A bit of history: the modern double came into being after Liz Chifani and Laurie Riley had a breakfast conversation and approached their sponsor harp makers, respectively Gary Stone and Steve Triplett. William Rees then liked the idea and went on to make an entire line of doubles, from 3 to 5 octaves which are still offered today. Dusty finally made the 3 1/2 octave FH26 after a bit of prodding but did not see enough of a market to go any further. I think the lever cost is one major reason that doubles are a small market still.

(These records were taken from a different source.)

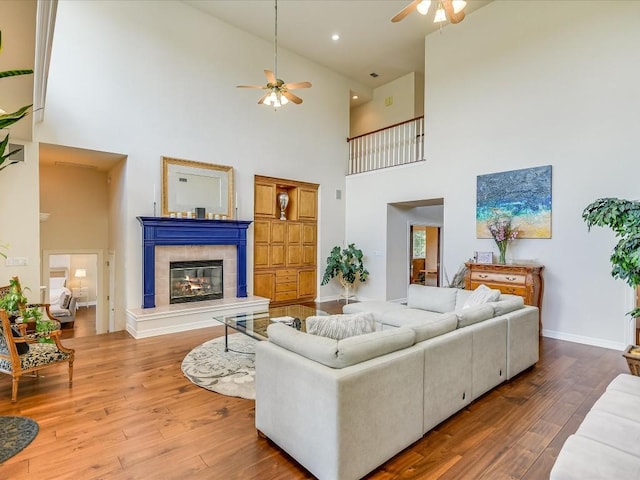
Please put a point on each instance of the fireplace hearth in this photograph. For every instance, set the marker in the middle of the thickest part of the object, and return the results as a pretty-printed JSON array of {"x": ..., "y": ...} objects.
[{"x": 195, "y": 281}]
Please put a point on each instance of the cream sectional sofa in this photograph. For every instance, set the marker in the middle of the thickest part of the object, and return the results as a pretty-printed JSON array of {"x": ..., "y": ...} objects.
[
  {"x": 605, "y": 445},
  {"x": 343, "y": 407}
]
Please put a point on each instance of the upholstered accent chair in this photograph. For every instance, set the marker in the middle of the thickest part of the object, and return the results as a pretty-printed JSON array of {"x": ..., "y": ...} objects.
[{"x": 22, "y": 353}]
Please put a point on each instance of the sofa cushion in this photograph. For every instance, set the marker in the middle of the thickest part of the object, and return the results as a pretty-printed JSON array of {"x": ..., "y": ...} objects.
[
  {"x": 469, "y": 316},
  {"x": 377, "y": 307},
  {"x": 584, "y": 458},
  {"x": 626, "y": 383},
  {"x": 481, "y": 295},
  {"x": 434, "y": 327},
  {"x": 340, "y": 353},
  {"x": 506, "y": 306},
  {"x": 341, "y": 326},
  {"x": 400, "y": 318},
  {"x": 434, "y": 299}
]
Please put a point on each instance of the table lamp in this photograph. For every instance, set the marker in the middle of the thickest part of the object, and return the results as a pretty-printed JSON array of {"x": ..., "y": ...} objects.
[{"x": 80, "y": 273}]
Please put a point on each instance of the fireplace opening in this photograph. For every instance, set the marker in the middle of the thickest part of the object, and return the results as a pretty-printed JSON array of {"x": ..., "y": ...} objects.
[{"x": 195, "y": 281}]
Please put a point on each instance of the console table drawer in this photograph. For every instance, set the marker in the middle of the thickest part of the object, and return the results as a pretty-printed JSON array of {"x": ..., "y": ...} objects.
[
  {"x": 510, "y": 289},
  {"x": 524, "y": 280},
  {"x": 491, "y": 277}
]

A lot of things affect the sound of a harp so I won’t comment on specific comparisons other than one case: compare the DS Allegro to the Ravenna to the FH26. I don’t hear much of a difference – at least not enough to justify the cost differences. Others may.
There are three doubles players in my local harp society; one played a Stoney End for years and finally bought a Rees with parallel strings. She says that the difference is a revelation. The disadvantage to that is that to get the most out of the design the sound board should be wider than a single. Rees does that, Dusty and Stoney End do not.
It’s all an adventure and I’m not knocking Stoney End, they make good economical harps. I just wish that more luthiers made doubles – but then I feel the same about wire strungs! “Back in the day” when folk harps started to be popular in the US you had to either make one yourself or have a friend who would; techniques designs and materials have come a long way since then which is a good thing; the downside being that while their are more harp players (and choices) fewer of them want to design their own or understand the technical aspects. I suppose that’s also a good thing, but it seems a pity.